Many clichés come to mind: Strange bedfellows, the “get tough on kids” right, and the more liberal “give them another chance” left, finally coming together to be “smart on kids” instead. Chicken or egg? Are we closing residential facilities for youth because juvenile delinquency is down, or is juvenile delinquency down because we are closing residential facilities that didn’t work, created recidivism and drained scarce dollars better spent in the communities? You can’t fix the kid until you fix the family. Have we finally realized that family problems—abuse, neglect, generational crime, violence or poverty—create the delinquent child, so that we’re putting more services into the front end to avoid expensive incarceration on the back end?


LET’S TAKE A LOOK AT THE GOOD NEWS—JUVENILE CRIME IS DOWN—ON A LOCAL, STATE AND NATIONAL LEVEL: Pinellas County: In April 2009 we kicked off our Juvenile Arrest Avoidance Project, with a goal of keeping first time misdemeanants from having an arrest record for typical misdemeanor crimes, such as petty theft, disorderly conduct, simple battery or possession


of a misdemeanor amount of marijuana, but (and this is extremely important) assuring that the youth completed the counseling or program that addressed the crime.


Prior to this, we spent months studying the successful Civil Citation program begun by Wansley Walters, now Secretary of Florida’s Department of Juvenile Justice, but then the director of the Juvenile Services Division in Miami-Dade County. Ms. Walters had substantially reduced the number of youth arrested, while providing services, lowering recidivism and substantially cutting the costs of overnight detention. We then took an inventory of all the various prevention and diversion programs offered by law enforcement, the court, the state attorney’s office and various agencies in Pinellas County. We were rich in resources, but slow and ineffective in directing them to the individual youth committing a first time misdemeanor crime.


So we got organized; we worked with the many law enforcement agencies in Pinellas County, the courts and the Clerk of Court and produced a program we called the Juvenile Arrest Avoidance Project (JAAP). Instead of an arrest, the youth is brought to the juvenile assessment center to be assessed for services, an arrest complaint is held “in escrow,” and if the juvenile and family complete the ordered services, no arrest is filed, no prosecution occurs. This is extremely important as under Florida law, juvenile arrest records are a public record and can be purchased from the Florida Department of Law Enforcement. Often, an arrest record affects the juvenile’s ability to get a job, go into the military, obtain a scholarship or student loan.


WE ASKED OURSELVES: Except in matters of public safety, what does an arrest do? Believe me, we upheld our obligation to protect the public and if robbery, burglary, carjacking or felony drug possession occurred, we didn’t hesitate to arrest and lock up the youth. Our focus in avoiding an arrest was on first time misdemeanants, often arrested for misbehavior rather than a crime.

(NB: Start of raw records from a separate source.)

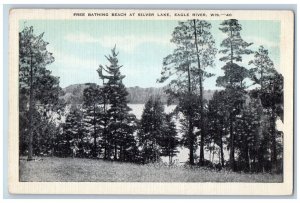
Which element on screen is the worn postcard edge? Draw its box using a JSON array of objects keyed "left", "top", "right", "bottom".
[{"left": 8, "top": 9, "right": 294, "bottom": 195}]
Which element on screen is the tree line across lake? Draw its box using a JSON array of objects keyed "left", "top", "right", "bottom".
[{"left": 19, "top": 19, "right": 283, "bottom": 173}]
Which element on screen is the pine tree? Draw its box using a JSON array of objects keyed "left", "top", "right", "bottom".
[
  {"left": 19, "top": 27, "right": 61, "bottom": 160},
  {"left": 83, "top": 84, "right": 102, "bottom": 158},
  {"left": 97, "top": 46, "right": 136, "bottom": 160},
  {"left": 58, "top": 108, "right": 85, "bottom": 157},
  {"left": 249, "top": 46, "right": 283, "bottom": 171},
  {"left": 138, "top": 96, "right": 165, "bottom": 163},
  {"left": 189, "top": 19, "right": 217, "bottom": 165},
  {"left": 207, "top": 90, "right": 229, "bottom": 167},
  {"left": 158, "top": 21, "right": 198, "bottom": 165},
  {"left": 160, "top": 114, "right": 179, "bottom": 165},
  {"left": 217, "top": 19, "right": 252, "bottom": 170}
]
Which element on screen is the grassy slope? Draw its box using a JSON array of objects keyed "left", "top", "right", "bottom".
[{"left": 20, "top": 158, "right": 282, "bottom": 182}]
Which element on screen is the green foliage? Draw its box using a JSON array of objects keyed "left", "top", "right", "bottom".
[{"left": 19, "top": 27, "right": 63, "bottom": 160}]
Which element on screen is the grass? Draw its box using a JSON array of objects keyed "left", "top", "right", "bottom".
[{"left": 20, "top": 157, "right": 282, "bottom": 183}]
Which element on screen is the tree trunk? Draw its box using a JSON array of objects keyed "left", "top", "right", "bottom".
[
  {"left": 220, "top": 132, "right": 224, "bottom": 167},
  {"left": 193, "top": 19, "right": 205, "bottom": 166},
  {"left": 229, "top": 116, "right": 235, "bottom": 171},
  {"left": 271, "top": 108, "right": 277, "bottom": 172},
  {"left": 27, "top": 54, "right": 34, "bottom": 161},
  {"left": 114, "top": 144, "right": 118, "bottom": 160},
  {"left": 94, "top": 104, "right": 97, "bottom": 158}
]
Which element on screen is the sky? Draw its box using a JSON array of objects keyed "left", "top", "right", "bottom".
[{"left": 19, "top": 20, "right": 280, "bottom": 90}]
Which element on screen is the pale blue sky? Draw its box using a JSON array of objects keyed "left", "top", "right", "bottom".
[{"left": 20, "top": 20, "right": 280, "bottom": 89}]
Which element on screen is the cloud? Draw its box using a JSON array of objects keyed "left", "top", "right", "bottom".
[
  {"left": 244, "top": 36, "right": 280, "bottom": 48},
  {"left": 65, "top": 33, "right": 171, "bottom": 52}
]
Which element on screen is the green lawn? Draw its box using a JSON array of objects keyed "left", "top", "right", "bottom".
[{"left": 20, "top": 157, "right": 282, "bottom": 182}]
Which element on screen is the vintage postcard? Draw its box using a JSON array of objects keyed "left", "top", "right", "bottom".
[{"left": 9, "top": 9, "right": 294, "bottom": 195}]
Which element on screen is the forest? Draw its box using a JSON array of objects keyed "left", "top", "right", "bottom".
[{"left": 19, "top": 19, "right": 284, "bottom": 173}]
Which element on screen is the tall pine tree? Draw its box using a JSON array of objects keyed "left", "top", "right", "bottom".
[
  {"left": 97, "top": 46, "right": 136, "bottom": 160},
  {"left": 19, "top": 27, "right": 61, "bottom": 160},
  {"left": 217, "top": 19, "right": 252, "bottom": 170}
]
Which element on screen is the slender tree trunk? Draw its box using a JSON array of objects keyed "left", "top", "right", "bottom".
[
  {"left": 229, "top": 116, "right": 235, "bottom": 171},
  {"left": 93, "top": 104, "right": 97, "bottom": 158},
  {"left": 271, "top": 108, "right": 277, "bottom": 172},
  {"left": 187, "top": 54, "right": 194, "bottom": 165},
  {"left": 220, "top": 131, "right": 224, "bottom": 167},
  {"left": 27, "top": 54, "right": 34, "bottom": 161},
  {"left": 193, "top": 19, "right": 205, "bottom": 166},
  {"left": 244, "top": 140, "right": 250, "bottom": 172},
  {"left": 114, "top": 143, "right": 118, "bottom": 160}
]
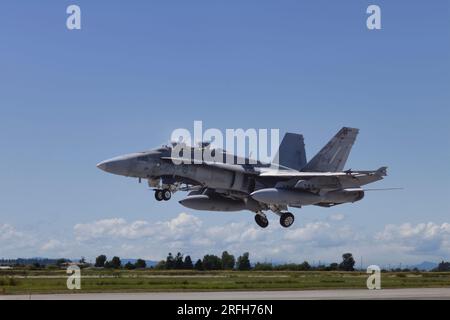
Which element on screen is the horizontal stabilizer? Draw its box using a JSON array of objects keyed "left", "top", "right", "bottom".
[{"left": 302, "top": 127, "right": 359, "bottom": 172}]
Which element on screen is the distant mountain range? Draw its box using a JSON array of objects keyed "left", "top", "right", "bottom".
[
  {"left": 0, "top": 257, "right": 438, "bottom": 271},
  {"left": 120, "top": 258, "right": 159, "bottom": 268},
  {"left": 407, "top": 261, "right": 438, "bottom": 271}
]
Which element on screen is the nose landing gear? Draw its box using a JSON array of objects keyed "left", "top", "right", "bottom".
[
  {"left": 155, "top": 189, "right": 172, "bottom": 201},
  {"left": 255, "top": 213, "right": 269, "bottom": 228},
  {"left": 280, "top": 212, "right": 295, "bottom": 228}
]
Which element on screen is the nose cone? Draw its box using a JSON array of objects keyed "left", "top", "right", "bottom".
[
  {"left": 97, "top": 157, "right": 131, "bottom": 176},
  {"left": 97, "top": 161, "right": 106, "bottom": 171}
]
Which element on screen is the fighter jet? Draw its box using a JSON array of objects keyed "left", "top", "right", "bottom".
[{"left": 97, "top": 127, "right": 387, "bottom": 228}]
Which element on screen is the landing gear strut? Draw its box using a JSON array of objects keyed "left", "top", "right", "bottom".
[
  {"left": 280, "top": 212, "right": 295, "bottom": 228},
  {"left": 155, "top": 189, "right": 172, "bottom": 201},
  {"left": 255, "top": 213, "right": 269, "bottom": 228}
]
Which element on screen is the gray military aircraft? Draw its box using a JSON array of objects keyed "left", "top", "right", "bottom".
[{"left": 97, "top": 127, "right": 387, "bottom": 228}]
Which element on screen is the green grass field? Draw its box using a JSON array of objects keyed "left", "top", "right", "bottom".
[{"left": 0, "top": 270, "right": 450, "bottom": 294}]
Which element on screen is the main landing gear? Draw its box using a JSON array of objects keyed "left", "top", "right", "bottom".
[
  {"left": 255, "top": 212, "right": 295, "bottom": 228},
  {"left": 280, "top": 212, "right": 295, "bottom": 228},
  {"left": 255, "top": 213, "right": 269, "bottom": 228},
  {"left": 155, "top": 189, "right": 172, "bottom": 201}
]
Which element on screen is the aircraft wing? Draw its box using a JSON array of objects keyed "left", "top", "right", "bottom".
[{"left": 259, "top": 170, "right": 349, "bottom": 178}]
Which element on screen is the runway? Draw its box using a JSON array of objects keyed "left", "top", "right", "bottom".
[{"left": 0, "top": 288, "right": 450, "bottom": 300}]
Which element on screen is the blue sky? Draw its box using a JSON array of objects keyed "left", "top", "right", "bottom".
[{"left": 0, "top": 0, "right": 450, "bottom": 264}]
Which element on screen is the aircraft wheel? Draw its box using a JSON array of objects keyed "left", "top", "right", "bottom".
[
  {"left": 155, "top": 190, "right": 164, "bottom": 201},
  {"left": 162, "top": 189, "right": 172, "bottom": 201},
  {"left": 280, "top": 212, "right": 295, "bottom": 228},
  {"left": 255, "top": 214, "right": 269, "bottom": 228}
]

I’m proud to state that 2 ½ years later we have saved over 2,500 kids in Pinellas County from having an arrest record, with about a 90% completion rate for the services ordered, and less than a 10% recidivism rate. Those are statistics to be very proud of, and it took the work of many law enforcement, court and clerk of court personnel to make that happen.


STATE OF FLORIDA: Juvenile delinquency in Florida fell by 10 percent from last year, the state Department of Juvenile Justice reported at the end of August. Referrals to the agency from schools are down 11 percent and the number of youth waiting in detention centers for placement in a residential facility is the lowest in DJJ’s history. (These figures are for a fiscal year beginning July 1, 2010 and ending June 30, 2011.)